Mr. Straus's treatise is worth chronicling in some detail.

It comes at a time when questions are being asked as to whether US policy toward Israel isn't contributing heavily to the Mideast-connected terrorism now being directed toward the United States.

Straus attributes this strong US-Israel link to a ``revolution'' in relations between the two countries that began in 1980 with the election of Ronald Reagan to the presidency. ``Even the President's harshest critics in the liberal Jewish community,'' Straus writes, ``acknowledge he is the most viscerally pro-Israel president since the founding of the state.''

The year 1980, Straus points out, ``also marked the beginning of the end of the Arabs' oil clout.'' In past years, ``the threat of the Arab oil weapon had offset the traditional ties between the US and Israel. Once the oil weapon was unleashed in 1973, it served as a counterweight insuring that Arab needs and interests would be addressed in Washington.''

Straus portrays an AIPAC lobby that now sees the US-Israeli relationship as having become a deep, broad-based partnership -- one that is progressing toward a full-fledged diplomatic and military alliance.
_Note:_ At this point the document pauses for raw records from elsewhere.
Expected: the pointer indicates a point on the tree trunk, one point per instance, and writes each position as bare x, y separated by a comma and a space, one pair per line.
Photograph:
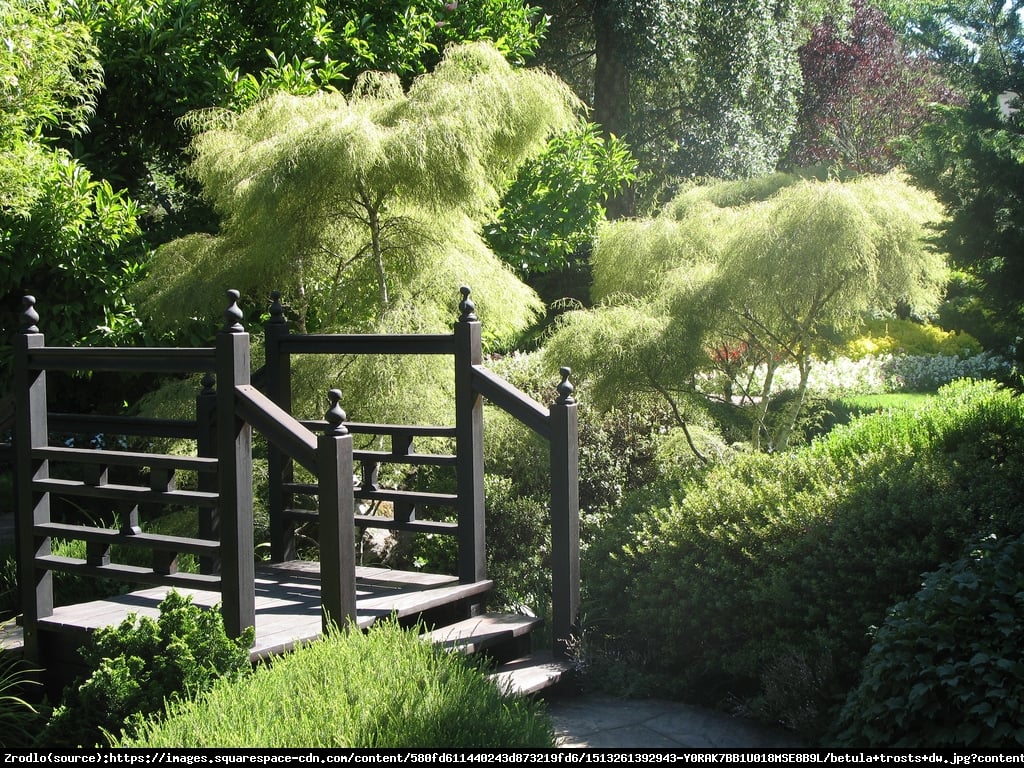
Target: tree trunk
781, 441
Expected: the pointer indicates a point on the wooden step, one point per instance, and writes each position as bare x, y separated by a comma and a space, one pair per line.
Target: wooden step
532, 674
474, 634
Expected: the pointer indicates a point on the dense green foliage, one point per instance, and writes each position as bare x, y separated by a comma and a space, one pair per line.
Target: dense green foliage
946, 668
140, 664
760, 581
165, 58
864, 92
380, 689
971, 156
18, 718
735, 275
895, 335
403, 180
696, 88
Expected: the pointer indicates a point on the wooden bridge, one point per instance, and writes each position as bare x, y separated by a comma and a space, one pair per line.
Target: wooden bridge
289, 601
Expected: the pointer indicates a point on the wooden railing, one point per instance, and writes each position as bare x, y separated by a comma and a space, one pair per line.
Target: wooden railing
224, 463
473, 384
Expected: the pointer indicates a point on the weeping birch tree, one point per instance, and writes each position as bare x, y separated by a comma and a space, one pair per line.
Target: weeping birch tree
366, 210
738, 278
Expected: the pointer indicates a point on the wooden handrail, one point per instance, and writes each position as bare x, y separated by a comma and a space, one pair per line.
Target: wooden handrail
153, 359
366, 343
279, 426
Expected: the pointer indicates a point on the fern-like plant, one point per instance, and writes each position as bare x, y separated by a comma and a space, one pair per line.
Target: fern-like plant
139, 665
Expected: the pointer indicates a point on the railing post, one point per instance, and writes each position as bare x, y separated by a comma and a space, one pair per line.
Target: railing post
337, 518
280, 466
469, 444
36, 587
206, 445
564, 517
236, 472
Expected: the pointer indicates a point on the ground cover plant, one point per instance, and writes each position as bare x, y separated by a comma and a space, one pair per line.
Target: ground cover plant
383, 688
946, 669
757, 585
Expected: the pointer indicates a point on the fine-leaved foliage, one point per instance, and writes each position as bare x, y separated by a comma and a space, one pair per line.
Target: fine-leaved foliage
946, 669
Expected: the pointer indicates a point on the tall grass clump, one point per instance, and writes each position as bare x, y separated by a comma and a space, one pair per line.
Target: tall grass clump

Straus also describes what he sees as a transformation in Secretary of State George Shultz, who came into his job with the view that American interests in the region required Israel to come to terms with Palestinian nationalism and ultimately make major territorial concessions in the West Bank.

Shultz, as Straus sees it, became disillusioned with the Arabs when he came to believe that it was they -- not Israel -- who caused the collapse of US efforts to get anywhere with its September 1982 Mideast peace initiative and who blocked his effort to resolve the war in Lebanon.

At this time, as Straus describes it, Shultz began to shift toward Israel -- moving to the pro-Israel position that Mr. Reagan had always maintained.

Terrorism, according to Straus, shaped a climate in which the new pro-Israel attitude grew among both the American public and US officials. He writes of the ``aura they [the Israelis] projected -- like at Entebbe -- as men of action. This macho image not only appealed to the American public, but also influenced top US officials like the President, the Secretary of State, and CIA Director William Casey.''

The Straus thesis is fascinating and persuasive in one area: It seems clear that AIPAC feels that a strong US-Israel partnership has been shaped -- one that is progressing toward the point where the US, and the President, can be counted on as a diplomatic and military ally.

But here some questions can be asked about whether this is in fact the perception of the President and of his officials in high circles.

It is true that the President is a very good friend of Israel's. But he was a firm supporter as well as an advocate of the 1982 Mideast peace initiative -- which would have set up some kind of Palestinian entity within the framework of Jordan. And he blamed Israel as well as the Arab countries for its failure. He firmly guarantees Israel's existence as a state. But he is said to still believe that the Palestinian question has to be resolved, including concessions by Israel.

The secretary of state was feared by many within the Jewish community and by top officials in Israel when he first took office for what they thought would be a ``tilt'' toward the Arab countries. If that tilt was ever there, it certainly is no more. But the secretary of state still holds to the view that there must be a Palestinian solution. His position is one of trying to be fair to both sides in the Mideast -- one from which he would feel he has never changed.

But the suggestion from Straus that there is a ``revolution'' in US-Israeli relations is most interesting, as are his observations pertaining to its implications, which are ``at this point,'' he writes, ``difficult to assess: Will it enhance Israeli security over the long run? Will it encourage Arab moderation and recognition of Israel? Or will it instead inflame radical sentiment in the Middle East?''

Godfrey Sperling Jr. is the Monitor's senior Washington columnist.